EXPLANATORY NOTE: DEREGISTRATION OF SECURITIES

ONEOK, Inc. (the “Registrant”), is filing this Post-Effective Amendment No. 2 (the “Post-Effective Amendment”) to Registration Statement on Form S-8 to deregister certain securities previously registered by the Registrant pursuant to its Registration Statement on Form S-8 filed with the Securities and Exchange Commission (“SEC”) on December 30, 2004, as amended by Post-Effective Amendment No.1 to Form S-8 filed with the SEC on June 21, 2006 (SEC File No. 333-121769) (the “Registration Statement”) with respect to 1,000,000 shares of the Registrant’s Common Stock, par value $0.01 per share (the “Shares”) and an indeterminate amount of interests to be offered or sold pursuant to the ONEOK, Inc. Profit Sharing Plan (the “Profit Sharing Plan”).

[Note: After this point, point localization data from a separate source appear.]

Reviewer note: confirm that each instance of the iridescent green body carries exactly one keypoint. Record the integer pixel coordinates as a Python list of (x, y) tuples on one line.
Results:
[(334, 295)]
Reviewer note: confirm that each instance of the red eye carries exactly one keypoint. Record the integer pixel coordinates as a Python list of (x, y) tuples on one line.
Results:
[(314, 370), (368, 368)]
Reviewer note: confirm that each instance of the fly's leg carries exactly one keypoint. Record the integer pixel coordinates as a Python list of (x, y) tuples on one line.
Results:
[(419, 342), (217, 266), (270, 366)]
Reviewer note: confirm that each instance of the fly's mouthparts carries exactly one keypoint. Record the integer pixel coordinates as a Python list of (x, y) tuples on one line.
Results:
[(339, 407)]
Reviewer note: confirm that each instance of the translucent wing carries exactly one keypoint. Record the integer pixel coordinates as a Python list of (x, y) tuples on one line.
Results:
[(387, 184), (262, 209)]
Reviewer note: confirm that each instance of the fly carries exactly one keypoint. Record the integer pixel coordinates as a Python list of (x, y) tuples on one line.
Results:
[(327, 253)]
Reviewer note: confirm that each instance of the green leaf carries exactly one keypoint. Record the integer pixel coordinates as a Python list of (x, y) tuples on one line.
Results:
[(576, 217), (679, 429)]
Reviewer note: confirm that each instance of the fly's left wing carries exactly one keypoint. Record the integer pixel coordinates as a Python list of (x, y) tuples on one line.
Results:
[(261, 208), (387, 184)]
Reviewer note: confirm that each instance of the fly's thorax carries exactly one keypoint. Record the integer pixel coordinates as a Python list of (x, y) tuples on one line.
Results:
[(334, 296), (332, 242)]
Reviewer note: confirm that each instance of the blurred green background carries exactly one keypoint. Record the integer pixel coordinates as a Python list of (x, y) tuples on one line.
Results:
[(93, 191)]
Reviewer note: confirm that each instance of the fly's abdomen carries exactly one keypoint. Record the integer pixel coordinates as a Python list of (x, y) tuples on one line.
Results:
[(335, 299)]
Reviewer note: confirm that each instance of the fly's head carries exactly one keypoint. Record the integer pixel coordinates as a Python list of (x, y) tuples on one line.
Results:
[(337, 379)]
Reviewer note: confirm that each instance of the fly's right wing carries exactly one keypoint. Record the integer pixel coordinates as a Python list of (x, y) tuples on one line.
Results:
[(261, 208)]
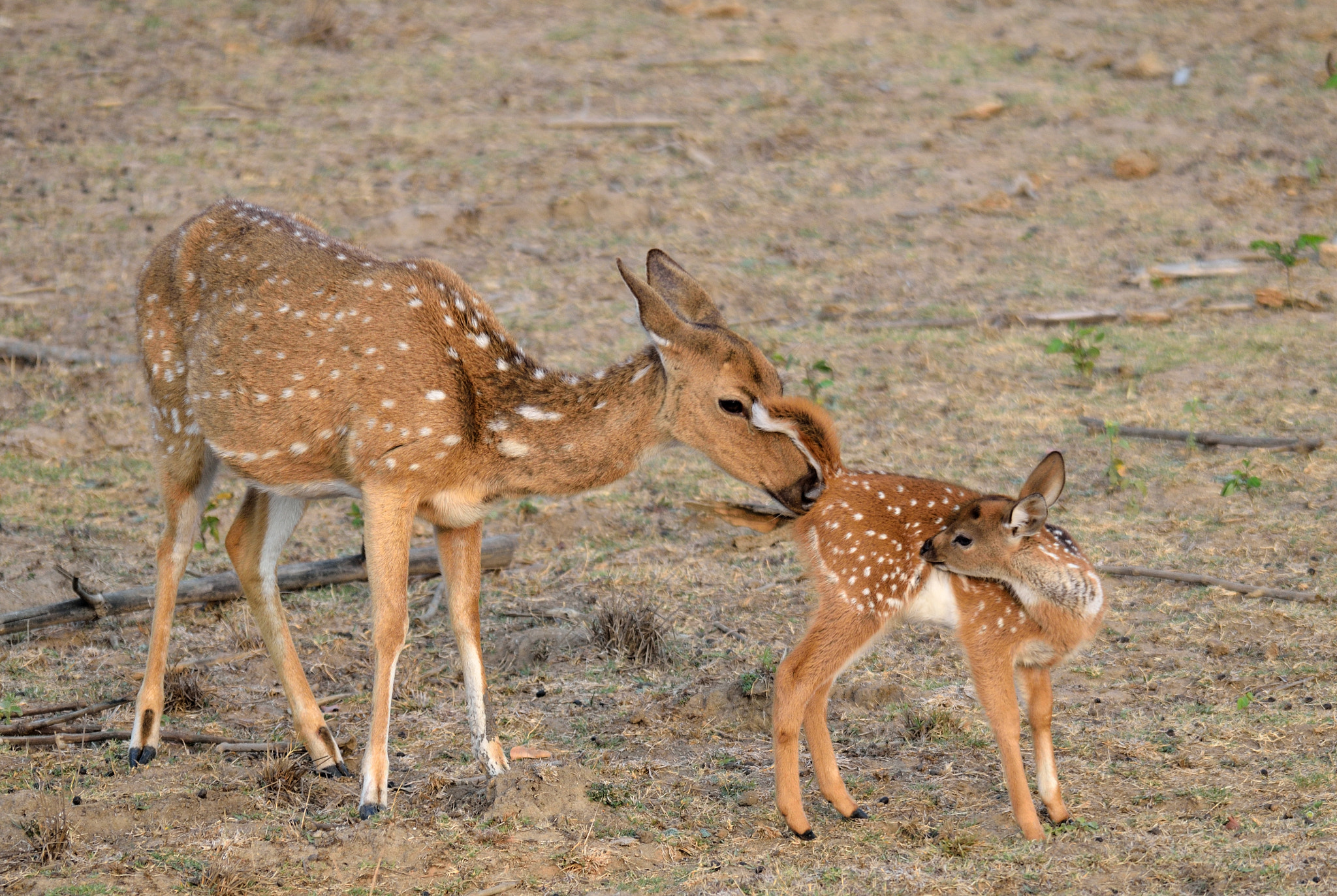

The separate existence of the Profit Sharing Plan ceased as a result of the merger of the Profit Sharing Plan into the ONEOK, Inc. 401(k) Plan (the “Plan Merger”). As a result of the Plan Merger, all offerings of the Registrant’s Shares pursuant to the Registration Statement have terminated. In accordance with an undertaking made by the Registrant in the Registration Statement to remove from registration, by means of a post-effective amendment, any Shares which remain unsold at the termination of the offering, the Registrant hereby removes from registration all Shares registered under the Registration Statement that remain unsold as of the date of this Post-Effective Amendment and terminates the effectiveness of the Registration Statement.

SIGNATURES

Pursuant to the requirements of the Securities Act of 1933, the Registrant certifies that it has reasonable grounds to believe that it meets all of the requirements for filing on Form S-8, and has duly caused this Post-Effective Amendment to the Registration Statement on Form S-8 to be signed on its behalf by the undersigned, thereunto duly authorized in the City of Tulsa, State of Oklahoma, on January 9, 2019.